As seen in both the diagram and photos, this is a quite extravagent design.  Consisting of several cup-and-rings, aswell as a double-ring, it is found amidst a small cluster of equally impressive, albeit very different carved rocks, all appearing to have a quite specific relationship with death and ritual.  This and the other stones are found on the western end of a small serpentine ridge of land (Stanbury Hill), with streams flowing on the north and western sides and small remains of marshland to the south.  The geomantic feature here, if relevant, relates to movements between the Earth, water, death and the setting sun: quite potent and important issues in the lives of the neolithic and Bronze Age peoples who lived hereby.

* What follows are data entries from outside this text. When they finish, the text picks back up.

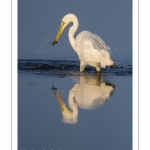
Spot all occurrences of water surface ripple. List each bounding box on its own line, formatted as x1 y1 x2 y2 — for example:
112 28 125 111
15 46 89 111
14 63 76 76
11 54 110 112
18 60 132 77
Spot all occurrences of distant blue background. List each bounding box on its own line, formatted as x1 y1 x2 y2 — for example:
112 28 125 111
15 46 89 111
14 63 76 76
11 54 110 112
18 0 132 60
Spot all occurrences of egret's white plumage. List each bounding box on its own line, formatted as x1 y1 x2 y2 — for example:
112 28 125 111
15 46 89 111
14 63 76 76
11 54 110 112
52 14 114 71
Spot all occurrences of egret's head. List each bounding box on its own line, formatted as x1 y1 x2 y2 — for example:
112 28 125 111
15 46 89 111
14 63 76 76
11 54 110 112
51 14 73 46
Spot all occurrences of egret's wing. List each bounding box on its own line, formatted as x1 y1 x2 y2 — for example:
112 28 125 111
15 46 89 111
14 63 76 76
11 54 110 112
78 31 110 54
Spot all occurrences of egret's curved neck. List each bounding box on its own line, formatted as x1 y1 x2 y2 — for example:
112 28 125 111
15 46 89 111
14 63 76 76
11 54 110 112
68 16 79 52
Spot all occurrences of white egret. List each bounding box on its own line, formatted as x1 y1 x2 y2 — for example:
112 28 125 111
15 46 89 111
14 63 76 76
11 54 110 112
52 14 114 72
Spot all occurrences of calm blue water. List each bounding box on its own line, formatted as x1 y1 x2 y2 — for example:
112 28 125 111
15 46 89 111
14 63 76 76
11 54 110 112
18 58 132 150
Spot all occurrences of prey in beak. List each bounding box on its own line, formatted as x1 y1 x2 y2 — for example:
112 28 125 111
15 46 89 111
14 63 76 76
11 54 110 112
51 21 65 46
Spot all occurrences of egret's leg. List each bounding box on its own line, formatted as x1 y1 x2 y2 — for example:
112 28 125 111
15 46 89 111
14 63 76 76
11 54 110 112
95 62 101 72
80 61 86 72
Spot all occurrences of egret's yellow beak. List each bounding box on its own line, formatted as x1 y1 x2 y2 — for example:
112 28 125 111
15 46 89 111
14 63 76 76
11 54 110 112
51 21 65 46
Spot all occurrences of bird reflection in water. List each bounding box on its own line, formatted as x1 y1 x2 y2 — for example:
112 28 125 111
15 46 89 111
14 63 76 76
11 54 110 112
52 74 115 124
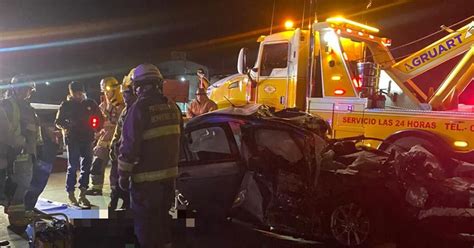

Northern section of carving - with calendrical cups?
Northern section of carving – with calendrical cups?

The title of this stone carving — the Lunar Stone — should be quite evident: the design has all the hallmarks of celestial lunar movements around the ridge of the heavens; or here, pictured along the edges of the rock (symbolic of the firmament), upon and amidst which the moon travels in its rhythmic motion through the heavens.  But don’t take that too seriously: it’s just an imaginative flutter that struck my otherwise distraught inability to know what I’m talking about!

References:

  1. Hedges, John (ed.), The Carved Rocks of Rombald’s Moor, WYMCC: Wakefield 1986.